Advisory firm KPMG’s survey of financial institutions for the June quarter shows the sector’s net profit fell close to half a percent to $1.45 billion, a fairly flat result after a near 9 percent increase in the previous three month period.
KPMG’s head of banking and finance John Kensington said banks could not be expected to reach new profit levels every quarter.
“To get large profit growth for the banks, you need to have strong loan growth, and loan growth this quarter was 1.2 percent, or you need to have an improvement in margins and they didn’t have that either,” he said.
Caution in the wake of the 2018 bank conduct and culture review, and the looming RBNZ decision on increased capital requirements for banks were also factors.
“Confidence is not that great in the market at the moment and we’re kind of in winter at the moment so it didn’t surprise me that it was flat.
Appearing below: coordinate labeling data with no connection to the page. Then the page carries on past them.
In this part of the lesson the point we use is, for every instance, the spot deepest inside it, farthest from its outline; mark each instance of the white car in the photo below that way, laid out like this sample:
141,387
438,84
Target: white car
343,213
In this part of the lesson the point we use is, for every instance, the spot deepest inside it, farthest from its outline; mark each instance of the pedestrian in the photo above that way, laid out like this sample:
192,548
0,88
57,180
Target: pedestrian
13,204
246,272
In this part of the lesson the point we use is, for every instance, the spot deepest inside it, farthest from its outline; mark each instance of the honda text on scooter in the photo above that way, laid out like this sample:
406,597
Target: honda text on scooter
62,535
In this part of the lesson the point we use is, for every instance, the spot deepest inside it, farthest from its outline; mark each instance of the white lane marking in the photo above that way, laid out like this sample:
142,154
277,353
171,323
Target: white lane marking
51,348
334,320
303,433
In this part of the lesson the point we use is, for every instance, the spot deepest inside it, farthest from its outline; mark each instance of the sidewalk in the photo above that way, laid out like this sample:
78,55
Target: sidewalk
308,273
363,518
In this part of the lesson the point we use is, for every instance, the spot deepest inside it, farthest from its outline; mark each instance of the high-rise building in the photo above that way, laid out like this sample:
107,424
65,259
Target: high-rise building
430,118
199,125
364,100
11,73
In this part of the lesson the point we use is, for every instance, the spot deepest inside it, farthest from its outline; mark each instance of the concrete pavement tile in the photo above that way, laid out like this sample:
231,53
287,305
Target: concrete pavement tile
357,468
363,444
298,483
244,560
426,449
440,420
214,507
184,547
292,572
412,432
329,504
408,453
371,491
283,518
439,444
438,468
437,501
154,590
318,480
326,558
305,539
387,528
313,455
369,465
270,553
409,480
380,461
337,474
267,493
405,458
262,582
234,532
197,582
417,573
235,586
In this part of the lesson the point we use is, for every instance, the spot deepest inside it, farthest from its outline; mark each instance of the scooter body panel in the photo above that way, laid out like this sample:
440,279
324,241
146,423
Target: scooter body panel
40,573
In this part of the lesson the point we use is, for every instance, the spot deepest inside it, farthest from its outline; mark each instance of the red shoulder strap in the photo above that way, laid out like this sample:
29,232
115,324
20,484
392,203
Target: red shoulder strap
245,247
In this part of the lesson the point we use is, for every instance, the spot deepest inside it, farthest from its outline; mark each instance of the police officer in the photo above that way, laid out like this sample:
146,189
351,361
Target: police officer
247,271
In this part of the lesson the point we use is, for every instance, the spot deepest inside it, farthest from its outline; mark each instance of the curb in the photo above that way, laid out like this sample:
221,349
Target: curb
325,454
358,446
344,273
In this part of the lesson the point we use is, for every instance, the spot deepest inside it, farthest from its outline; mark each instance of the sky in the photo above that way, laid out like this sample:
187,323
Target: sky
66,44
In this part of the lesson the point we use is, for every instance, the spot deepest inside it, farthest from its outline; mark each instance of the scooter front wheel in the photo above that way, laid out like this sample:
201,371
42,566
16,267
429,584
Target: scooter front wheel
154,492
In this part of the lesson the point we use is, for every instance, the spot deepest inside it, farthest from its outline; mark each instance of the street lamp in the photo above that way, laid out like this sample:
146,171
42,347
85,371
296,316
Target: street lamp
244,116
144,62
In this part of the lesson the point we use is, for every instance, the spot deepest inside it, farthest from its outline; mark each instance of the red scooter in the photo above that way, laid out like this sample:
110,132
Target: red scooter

“We’re probably luckily to have not have seen it go backwards to be honest,” Kensington said.
The Reserve Bank’s surprise 50 basis point cut in August, which took the Official Cash Rate down to 1 percent, presented an opportunity for banks to lock in cheaper wholesale funding.
Kensington said both Westpac and ASB had locked in wholesale funding at lower rates, which could mean discounted lending rates in time for Spring.
“They’ve both raised significant amounts … of offshore funding, one’s at around just over 2 percent and one is just over 2 percent and that’s got to mean they’re potentially able to lend those out into the mortgage market at rates lower than the rates that we’re currently seeing.”
Kensington said it would be interesting to see whether those lower rates acted as enticement, offsetting the cautious approach businesses and households had taken to borrowing.